Les résultats électoraux au Gabon ont systématiquement été truqués depuis des décennies et en particulier, Ali Bongo a été proclamé vainqueur en 2009 dans une présidentielle à un seul tour, avec 41,79 % des voix, devant Pierre Mamboundou (25,64 %) et feu André Mba Obame (décédé en avril dernier suite à une longue et mystérieuse maladie évoquant pour beaucoup un empoisonnement) ; alors que selon toute vraisemblance ce dernier était arrivé largement en tête et qu’Ali Bongo n’était arrivé qu’en troisième position. Ces élections truquées avaient provoqué des émeutes, notamment à Port Gentil, réprimées dans le sang.

Aujourd’hui le Gabon vit un sinistre et très prévisible remake de ce scénario, avec des résultats donnant Ali Bongo vainqueur avec 49,80 % des voix devant le candidat de l’opposition, Jean Ping, un ancien baron du régime d’Omar Bongo et ex-président de la Commission de l’Union Africaine, crédité de 48,23 %. Soit un écart de 5594 voix sur plus de 600 000 inscrits, Ali Bongo ne devant son salut, selon les chiffres officiels, qu’à son miraculeux score de 95,46 % des voix avec 99,93 de participation, dans sa province du Haut Ogooué, alors qu’il était devancé dans les 8 autres provinces…

Ce nouveau hold-up électoral a déclenché des manifestations parfois violentes de la part d’un peuple exaspéré, le Parlement a été partiellement incendié, ce qui a donné l’occasion au pouvoir d’une répression à tout va : le QG de Jean Ping a été investi par la garde républicaine, Jean Ping a indiqué des morts et blessés dans l’assaut, dont certains grièvement, et des centaines d’opposants ont été arrêtés, rejoignant derrière les barreaux ceux arrêtés préventivement en juillet.

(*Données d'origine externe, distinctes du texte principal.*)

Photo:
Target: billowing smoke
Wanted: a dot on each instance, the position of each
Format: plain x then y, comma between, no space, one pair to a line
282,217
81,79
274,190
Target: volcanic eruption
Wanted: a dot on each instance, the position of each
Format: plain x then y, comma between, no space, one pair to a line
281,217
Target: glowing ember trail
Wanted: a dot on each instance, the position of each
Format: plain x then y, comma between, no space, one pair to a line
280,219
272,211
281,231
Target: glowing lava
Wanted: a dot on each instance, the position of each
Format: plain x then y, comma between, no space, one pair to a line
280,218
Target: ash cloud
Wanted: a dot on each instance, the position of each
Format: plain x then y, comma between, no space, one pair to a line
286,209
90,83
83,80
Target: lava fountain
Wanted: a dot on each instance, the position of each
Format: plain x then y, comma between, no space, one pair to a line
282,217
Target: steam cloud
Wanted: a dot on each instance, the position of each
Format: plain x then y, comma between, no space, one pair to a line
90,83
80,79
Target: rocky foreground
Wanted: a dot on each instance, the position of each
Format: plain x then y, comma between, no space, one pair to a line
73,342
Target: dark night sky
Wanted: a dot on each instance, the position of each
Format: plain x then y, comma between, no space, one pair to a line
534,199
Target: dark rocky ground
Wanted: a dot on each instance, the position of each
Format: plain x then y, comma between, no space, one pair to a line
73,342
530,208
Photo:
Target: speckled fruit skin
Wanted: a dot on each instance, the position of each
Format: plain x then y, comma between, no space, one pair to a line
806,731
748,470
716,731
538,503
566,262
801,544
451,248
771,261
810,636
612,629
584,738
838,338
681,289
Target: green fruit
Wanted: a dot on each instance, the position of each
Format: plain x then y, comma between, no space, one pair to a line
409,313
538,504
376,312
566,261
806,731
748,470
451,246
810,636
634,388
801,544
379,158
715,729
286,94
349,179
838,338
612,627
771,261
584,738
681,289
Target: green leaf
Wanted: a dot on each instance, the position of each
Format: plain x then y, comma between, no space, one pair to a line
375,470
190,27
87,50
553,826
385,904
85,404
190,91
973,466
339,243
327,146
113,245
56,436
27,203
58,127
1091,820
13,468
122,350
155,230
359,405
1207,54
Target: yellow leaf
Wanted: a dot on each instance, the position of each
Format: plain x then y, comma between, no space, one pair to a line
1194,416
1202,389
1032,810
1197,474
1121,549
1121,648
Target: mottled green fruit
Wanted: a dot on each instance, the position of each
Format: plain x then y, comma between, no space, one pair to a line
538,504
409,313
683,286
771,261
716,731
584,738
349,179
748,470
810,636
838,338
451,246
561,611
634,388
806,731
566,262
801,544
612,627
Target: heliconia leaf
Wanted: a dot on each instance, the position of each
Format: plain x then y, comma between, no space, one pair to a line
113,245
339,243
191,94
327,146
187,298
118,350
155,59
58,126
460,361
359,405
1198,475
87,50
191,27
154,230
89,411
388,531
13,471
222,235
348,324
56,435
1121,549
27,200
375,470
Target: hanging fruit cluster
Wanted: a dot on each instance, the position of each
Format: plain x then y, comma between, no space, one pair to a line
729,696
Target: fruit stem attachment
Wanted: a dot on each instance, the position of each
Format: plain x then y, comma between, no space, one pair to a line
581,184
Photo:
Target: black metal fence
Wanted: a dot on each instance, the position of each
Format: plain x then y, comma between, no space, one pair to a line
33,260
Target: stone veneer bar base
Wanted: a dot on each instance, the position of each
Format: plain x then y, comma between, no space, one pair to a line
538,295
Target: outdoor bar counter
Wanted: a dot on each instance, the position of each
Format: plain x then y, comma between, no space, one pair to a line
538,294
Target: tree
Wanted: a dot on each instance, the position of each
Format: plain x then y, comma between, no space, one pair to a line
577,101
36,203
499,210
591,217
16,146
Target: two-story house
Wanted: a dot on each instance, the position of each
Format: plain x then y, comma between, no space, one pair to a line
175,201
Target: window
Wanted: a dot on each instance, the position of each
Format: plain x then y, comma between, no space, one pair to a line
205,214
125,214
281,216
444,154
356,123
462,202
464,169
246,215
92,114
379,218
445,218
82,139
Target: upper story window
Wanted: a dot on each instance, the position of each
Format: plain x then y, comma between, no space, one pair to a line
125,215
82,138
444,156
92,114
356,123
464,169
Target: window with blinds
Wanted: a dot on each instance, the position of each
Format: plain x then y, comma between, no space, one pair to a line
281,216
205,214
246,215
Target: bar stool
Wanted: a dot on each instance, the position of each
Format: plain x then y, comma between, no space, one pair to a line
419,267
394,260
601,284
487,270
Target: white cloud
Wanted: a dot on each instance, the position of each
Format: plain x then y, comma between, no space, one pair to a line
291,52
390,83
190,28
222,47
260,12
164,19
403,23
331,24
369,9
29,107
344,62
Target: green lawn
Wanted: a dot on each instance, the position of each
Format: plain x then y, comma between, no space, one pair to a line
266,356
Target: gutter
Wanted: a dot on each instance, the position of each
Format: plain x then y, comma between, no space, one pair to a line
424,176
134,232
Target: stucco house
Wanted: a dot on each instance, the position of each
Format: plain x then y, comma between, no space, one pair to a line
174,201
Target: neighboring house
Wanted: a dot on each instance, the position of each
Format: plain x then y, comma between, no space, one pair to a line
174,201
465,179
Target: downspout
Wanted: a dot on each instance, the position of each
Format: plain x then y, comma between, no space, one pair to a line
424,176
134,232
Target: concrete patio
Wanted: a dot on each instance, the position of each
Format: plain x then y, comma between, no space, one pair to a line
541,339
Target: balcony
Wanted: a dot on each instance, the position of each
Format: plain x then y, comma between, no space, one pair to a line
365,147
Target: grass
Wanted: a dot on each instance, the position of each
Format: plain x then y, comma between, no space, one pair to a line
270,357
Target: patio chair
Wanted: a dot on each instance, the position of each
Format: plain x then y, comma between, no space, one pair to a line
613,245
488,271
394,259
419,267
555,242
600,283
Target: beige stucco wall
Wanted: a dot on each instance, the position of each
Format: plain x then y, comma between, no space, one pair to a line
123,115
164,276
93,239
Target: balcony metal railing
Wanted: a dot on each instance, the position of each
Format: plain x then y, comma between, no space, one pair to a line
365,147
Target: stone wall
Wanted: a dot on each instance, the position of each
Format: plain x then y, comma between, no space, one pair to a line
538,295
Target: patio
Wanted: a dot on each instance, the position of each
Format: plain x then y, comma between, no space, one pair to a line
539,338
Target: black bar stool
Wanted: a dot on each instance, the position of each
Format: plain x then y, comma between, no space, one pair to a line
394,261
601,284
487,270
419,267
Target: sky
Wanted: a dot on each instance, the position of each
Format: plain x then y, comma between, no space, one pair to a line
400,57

La communauté internationale qui s’est toujours accommodée du régime Bongo, la France au premier chef dont les grands partis politiques français ont longtemps et beaucoup bénéficié de ses largesses clandestines, s’est montrée cette fois unanime : tant l’Union Européenne que les Etats-Unis ou la France réclament la publication des résultats bureau de vote par bureau de vote pour garantir la transparence (protestations de façade manifestement).

EELV assure le peuple gabonais de sa solidarité dans la lutte pour la démocratie, demande la libération des prisonniers politiques gabonais et demande à la communauté internationale, à l’Union européenne et à la France, de ne pas reconnaître la réélection d’Ali Bongo et d’imposer des sanctions à son régime, tout comme à ceux de ses pairs frauduleusement réélus, au Togo, au Congo-Brazzaville et ailleurs…

EELV a organisé, à l’initiative de Régis Essono, une conférence-débat sur les « Élections en Afrique en 2016 » en présence notamment de Delphine Lecoutre (Amnesty international), Laurence Ndong (Coalition Tournons la page), Remy Bazenguissa-Ganga (Directeur d’études, EHESS) et Régis Marzin (journaliste).